In the end for each algorithm you should be able to obtain results formatted as follows:

```
{'m': {'ndcg': <>, 'average_entropy': <>},
 'f': {'ndcg': <>, 'average_entropy': <>},
 'all': {'ndcg': <>, 'average_entropy': <>}}
```
 
Every metric calculated for three groupls of test users: only for female, only for male and for all users together.
Every value should be an average, calculated over two different data splits.

In [8]:
from rec import svd_decompose, svd_recommend_to_list
from rec import inter_matr_binary, split_interactions
from rec import recTopK
from rec import recTopKPop

In [9]:
path = 'data_3/'

usr_path = path + 'sampled_1000_items_demo.txt'
itm_path = path + 'sampled_1000_items_tracks.txt'
inter_path = path + 'sampled_1000_items_inter.txt'

### (A) Universal Launcher
Receives a config as described, train and test interaction matrices.

Returns a matrix of size (total number of users) x (topK). cells - recommended item ids, sorted according to the score.
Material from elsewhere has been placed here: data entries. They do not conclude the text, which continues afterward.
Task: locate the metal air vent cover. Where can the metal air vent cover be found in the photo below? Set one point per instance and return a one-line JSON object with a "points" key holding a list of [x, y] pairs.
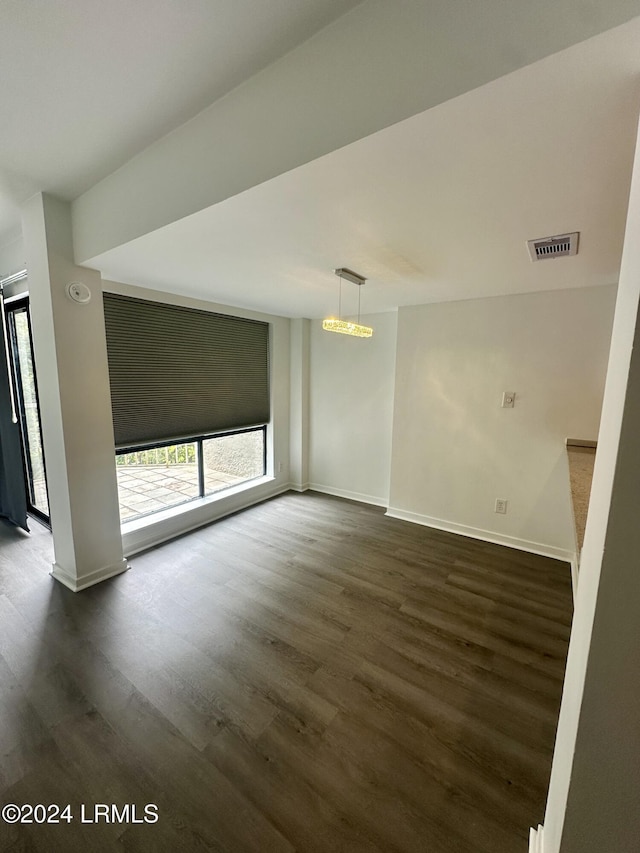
{"points": [[559, 246]]}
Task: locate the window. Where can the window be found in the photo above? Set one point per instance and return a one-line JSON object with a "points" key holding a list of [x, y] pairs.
{"points": [[151, 479]]}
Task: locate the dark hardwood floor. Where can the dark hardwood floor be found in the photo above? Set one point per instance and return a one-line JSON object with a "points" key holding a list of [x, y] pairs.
{"points": [[305, 675]]}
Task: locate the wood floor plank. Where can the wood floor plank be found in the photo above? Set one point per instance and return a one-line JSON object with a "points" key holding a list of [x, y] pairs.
{"points": [[306, 675]]}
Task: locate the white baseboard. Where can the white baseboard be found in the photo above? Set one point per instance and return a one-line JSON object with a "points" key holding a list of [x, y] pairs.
{"points": [[299, 487], [343, 493], [484, 535], [75, 584], [536, 840]]}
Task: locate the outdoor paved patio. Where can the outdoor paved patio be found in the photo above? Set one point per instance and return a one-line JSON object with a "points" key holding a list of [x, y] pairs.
{"points": [[143, 489]]}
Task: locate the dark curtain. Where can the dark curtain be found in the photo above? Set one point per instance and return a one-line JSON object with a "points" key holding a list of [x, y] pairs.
{"points": [[13, 496]]}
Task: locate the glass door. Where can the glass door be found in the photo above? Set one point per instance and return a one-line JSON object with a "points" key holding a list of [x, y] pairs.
{"points": [[19, 326]]}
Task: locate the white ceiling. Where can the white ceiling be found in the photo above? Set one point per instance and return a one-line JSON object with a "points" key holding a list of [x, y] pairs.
{"points": [[86, 84], [437, 207]]}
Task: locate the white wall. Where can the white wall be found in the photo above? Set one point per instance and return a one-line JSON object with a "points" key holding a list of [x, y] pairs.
{"points": [[455, 450], [75, 403], [595, 778], [351, 410]]}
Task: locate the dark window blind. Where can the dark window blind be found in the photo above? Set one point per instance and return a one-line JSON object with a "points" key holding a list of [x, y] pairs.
{"points": [[177, 372]]}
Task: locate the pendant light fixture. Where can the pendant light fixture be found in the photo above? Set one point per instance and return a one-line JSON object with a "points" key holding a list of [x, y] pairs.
{"points": [[345, 327]]}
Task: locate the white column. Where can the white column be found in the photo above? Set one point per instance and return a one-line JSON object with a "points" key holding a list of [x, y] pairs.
{"points": [[299, 404], [595, 780], [75, 403]]}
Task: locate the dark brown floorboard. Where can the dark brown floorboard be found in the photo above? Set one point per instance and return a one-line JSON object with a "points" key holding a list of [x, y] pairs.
{"points": [[307, 675]]}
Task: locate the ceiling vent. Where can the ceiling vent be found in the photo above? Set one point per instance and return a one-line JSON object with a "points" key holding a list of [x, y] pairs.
{"points": [[554, 247]]}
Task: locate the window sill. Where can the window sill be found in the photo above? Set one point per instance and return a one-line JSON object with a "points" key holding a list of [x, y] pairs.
{"points": [[142, 533]]}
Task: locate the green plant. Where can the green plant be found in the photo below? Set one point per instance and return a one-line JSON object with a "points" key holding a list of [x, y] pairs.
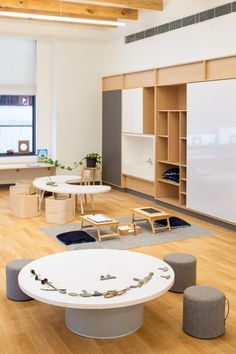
{"points": [[92, 155]]}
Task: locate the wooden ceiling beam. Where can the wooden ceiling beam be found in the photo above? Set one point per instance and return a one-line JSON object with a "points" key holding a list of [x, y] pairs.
{"points": [[64, 8], [137, 4]]}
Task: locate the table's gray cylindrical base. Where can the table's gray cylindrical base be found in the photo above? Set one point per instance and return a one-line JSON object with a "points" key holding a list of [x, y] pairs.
{"points": [[105, 323]]}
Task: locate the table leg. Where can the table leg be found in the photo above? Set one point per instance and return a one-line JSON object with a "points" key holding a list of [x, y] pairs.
{"points": [[153, 227], [168, 223], [92, 201], [41, 199], [99, 234], [105, 323], [81, 204]]}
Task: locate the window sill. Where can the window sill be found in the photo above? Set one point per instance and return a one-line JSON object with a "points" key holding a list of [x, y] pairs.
{"points": [[5, 159]]}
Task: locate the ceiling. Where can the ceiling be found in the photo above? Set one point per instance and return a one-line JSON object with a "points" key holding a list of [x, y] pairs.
{"points": [[105, 10]]}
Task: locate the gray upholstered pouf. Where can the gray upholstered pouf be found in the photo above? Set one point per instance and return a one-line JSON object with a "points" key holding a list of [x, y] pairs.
{"points": [[204, 312], [184, 266], [13, 290]]}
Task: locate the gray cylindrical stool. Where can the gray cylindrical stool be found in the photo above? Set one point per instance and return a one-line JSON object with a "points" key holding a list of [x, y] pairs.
{"points": [[184, 266], [204, 312], [13, 290]]}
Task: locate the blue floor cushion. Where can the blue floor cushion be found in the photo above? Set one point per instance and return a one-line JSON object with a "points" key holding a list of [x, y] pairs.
{"points": [[71, 237], [175, 222]]}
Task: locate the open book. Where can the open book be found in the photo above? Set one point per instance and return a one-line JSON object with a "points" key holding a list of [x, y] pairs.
{"points": [[98, 218]]}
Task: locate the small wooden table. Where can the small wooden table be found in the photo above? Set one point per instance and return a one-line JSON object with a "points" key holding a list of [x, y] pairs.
{"points": [[93, 171], [101, 225], [151, 217]]}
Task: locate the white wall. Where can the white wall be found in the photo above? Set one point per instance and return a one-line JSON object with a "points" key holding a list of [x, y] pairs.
{"points": [[69, 71], [207, 39]]}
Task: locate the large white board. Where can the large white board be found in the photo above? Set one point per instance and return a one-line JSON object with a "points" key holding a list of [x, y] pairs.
{"points": [[211, 148]]}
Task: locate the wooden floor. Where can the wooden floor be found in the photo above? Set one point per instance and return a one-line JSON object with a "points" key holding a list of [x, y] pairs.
{"points": [[34, 327]]}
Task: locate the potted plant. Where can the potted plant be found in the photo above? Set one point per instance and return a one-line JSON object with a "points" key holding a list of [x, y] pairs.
{"points": [[92, 159]]}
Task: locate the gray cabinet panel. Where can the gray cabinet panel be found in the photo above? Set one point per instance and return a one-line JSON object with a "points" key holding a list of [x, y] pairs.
{"points": [[111, 137]]}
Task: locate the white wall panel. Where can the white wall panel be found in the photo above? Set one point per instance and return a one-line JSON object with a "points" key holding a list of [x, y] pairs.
{"points": [[211, 148], [132, 110]]}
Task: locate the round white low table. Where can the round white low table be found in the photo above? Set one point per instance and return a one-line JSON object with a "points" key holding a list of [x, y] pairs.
{"points": [[63, 184], [97, 316]]}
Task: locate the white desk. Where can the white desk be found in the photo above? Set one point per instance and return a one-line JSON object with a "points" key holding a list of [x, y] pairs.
{"points": [[62, 186], [11, 173], [96, 316]]}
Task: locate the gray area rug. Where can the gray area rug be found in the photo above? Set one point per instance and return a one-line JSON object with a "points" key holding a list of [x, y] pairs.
{"points": [[145, 238]]}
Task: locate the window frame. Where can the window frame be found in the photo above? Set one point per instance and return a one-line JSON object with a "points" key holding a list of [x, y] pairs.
{"points": [[33, 153]]}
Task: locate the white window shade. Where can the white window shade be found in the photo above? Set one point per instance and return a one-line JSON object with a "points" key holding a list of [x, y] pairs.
{"points": [[17, 66]]}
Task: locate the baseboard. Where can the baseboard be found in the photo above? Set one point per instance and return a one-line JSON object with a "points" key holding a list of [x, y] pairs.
{"points": [[183, 211]]}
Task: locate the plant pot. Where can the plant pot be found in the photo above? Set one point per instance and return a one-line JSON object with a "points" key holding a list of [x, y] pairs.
{"points": [[91, 162]]}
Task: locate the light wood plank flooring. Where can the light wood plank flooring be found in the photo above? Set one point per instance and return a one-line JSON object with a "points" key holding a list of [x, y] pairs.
{"points": [[33, 327]]}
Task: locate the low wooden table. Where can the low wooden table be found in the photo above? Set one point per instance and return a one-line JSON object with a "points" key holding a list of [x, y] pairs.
{"points": [[151, 217], [101, 225]]}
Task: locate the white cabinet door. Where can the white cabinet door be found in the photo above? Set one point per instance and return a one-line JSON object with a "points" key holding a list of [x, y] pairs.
{"points": [[132, 110], [211, 148]]}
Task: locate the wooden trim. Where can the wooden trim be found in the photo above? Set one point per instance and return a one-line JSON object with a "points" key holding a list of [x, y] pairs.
{"points": [[181, 74], [140, 79], [66, 8], [138, 4], [112, 83], [224, 68]]}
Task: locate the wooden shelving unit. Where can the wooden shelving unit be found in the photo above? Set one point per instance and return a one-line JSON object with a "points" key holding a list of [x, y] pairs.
{"points": [[171, 118], [138, 139]]}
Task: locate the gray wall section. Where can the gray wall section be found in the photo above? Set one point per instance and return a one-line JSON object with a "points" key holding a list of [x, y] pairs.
{"points": [[111, 137]]}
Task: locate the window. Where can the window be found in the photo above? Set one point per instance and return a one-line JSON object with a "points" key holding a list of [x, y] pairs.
{"points": [[17, 123]]}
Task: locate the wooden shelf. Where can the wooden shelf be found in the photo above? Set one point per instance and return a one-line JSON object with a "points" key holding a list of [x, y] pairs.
{"points": [[172, 110], [139, 135], [171, 127], [169, 182], [169, 200], [169, 162]]}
Fill the cells corresponding to users with no interactions in the test set with (-1).

In [10]:
def get_recommendations_for_algorithm(config, inter_matrix_train, inter_matrix_test) -> np.ndarray:
    """
    inter_matrix_train - np.ndarray - test interaction matrix over all users and items.
    inter_matrix_test -  np.ndarray - train interaction matrix over all users and items.
    config - dict - configuration of this evaluation following the structure:

    config = {
        "algorithm": str - one of ['SVD', 'CF', 'TopPop']
        "inter_train_file_paths": str - inter train files over all splits,
        "inter_test_file_paths": str - inter test files over all splits,
        "user_file_path": str - usr_path,
        "item_file_path": str - itm_path,
        "top_k": int - number of recommendations to evaluate
        "n": int - used for CF.
        "f": int - length of hidden representations for SVD
    }

    returns - np.ndarray - list of recommendations for a specific algorithm in the shape (users, topK)
                           filled with -1 for users NOT in the test set and filled with topK
                           recommendations for users in the test set.
    """

    rec = None

    df_users = pd.read_csv(config['user_file_path'], sep='\t', header=None, names=['location', 'age', 'gender', 'date'])
    df_items = pd.read_csv(config['item_file_path'], sep='\t', header=None, names=['artist', 'track'])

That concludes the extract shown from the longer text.